2. What is the subroutine located at 0x40105F?
Answer: Looking at the xrefs to 0x40105F, we see only two results:
Both results call sub_40105F right after pushing a string onto the stack. Viewing sub_40105F itself does not give me any additional information:

Based on the fact that this function is only called after pushing a string onto the stack, I’m going to assume that this is a printf function.

3. What is the purpose of this program?
Answer: The program checks if there’s an active internet connection. If there is an internet connection, it returns 1 (see the mov eax, 1 instruction @ 0041024). If there is no internet connection, it returns 0 (see the xor eax, eax instruction @ 00401038).

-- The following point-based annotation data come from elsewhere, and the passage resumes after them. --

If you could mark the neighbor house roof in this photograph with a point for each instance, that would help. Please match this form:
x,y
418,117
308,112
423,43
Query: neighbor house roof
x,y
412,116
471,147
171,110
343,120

Comparing my answers to the Lab 6-1 solutions

Conclusions after comparison:

  • No differences in answers here, yay :)

Lab 6-2

Analyze the malware found in the file Lab06-02.exe.

1. What operation does the first subroutine called by main perform?
Answer: This subroutine is exactly the same as the first subroutine in Lab 6-1. It is an if statement that checks if there is an active internet connection.

2. What is the subroutine located at 0x40117F?
Answer: Same as question 2 in Lab 6-1. This is an unlabeled printf function.

3. What does the second subroutine called by main do?
Answer: It is using imports from WININET.dll to read a command from http://www.practicalmalwareanalysis.com/cc.htm as can be seen in the snippets below:

4. What type of code construct is used in this subroutine?
Answer: After the call to InternetReadFile, we see a bunch of cmp instructions being performed:
These cmp instructions compare 1 value at a time to the value in Buffer, var_20F, var20E, and var_20D. It looks like Buffer is an array of characters. The program is checking

<!--

against the first 4 characters in the Buffer array. This is the start of a HTML comment. If the first four characters in Buffer[] match the start of a HTML comment, the 5th character in Buffer[] will be moved into AL.

5. Are there any network-based indicators for this program?
Answer: The URL http://www.practicalmalwareanalysis.com/cc.htm and the user agent Internet Explorer 7.5/pma can be used as a network-based indicator.


6. What is the purpose of this malware?
Answer: It first checks if there is an active internet connection, if this is the case, it will open the URL http://www.practicalmalwareanalysis.com/cc.htm and read a HTML comment from it. If it succesfully reads the HTML comment, it will print the command that was read and sleep for a total of 60 seconds.

Comparing my answers to the Lab 6-2 solutions

Conclusions after comparison:

  • The buffer array is of size 512 and has not been properly labeled by IDA. To fix this, we first need to press [CTRL+K] within the function. Then, we need to right click on Buffer and convert it to an Array:


    • Going back to the function, we see that it is now properly labeled:
  • The technique of hiding commands in HTML comments is used by attackers to send commands to malware while having the malware appear as if it were going to a normal web page.

Lab 6-3

In this lab, we’ll analyze the malware found in the file Lab06-03.exe.

1. Compare the calls in main to Lab 6-2’s main method. What is the new function called from main?
Answer: The only new function called from main is sub_401130:

2. What parameters does this new function take?
Answer: The function takes two parameters: argv and the char parsed from the HTLM comment.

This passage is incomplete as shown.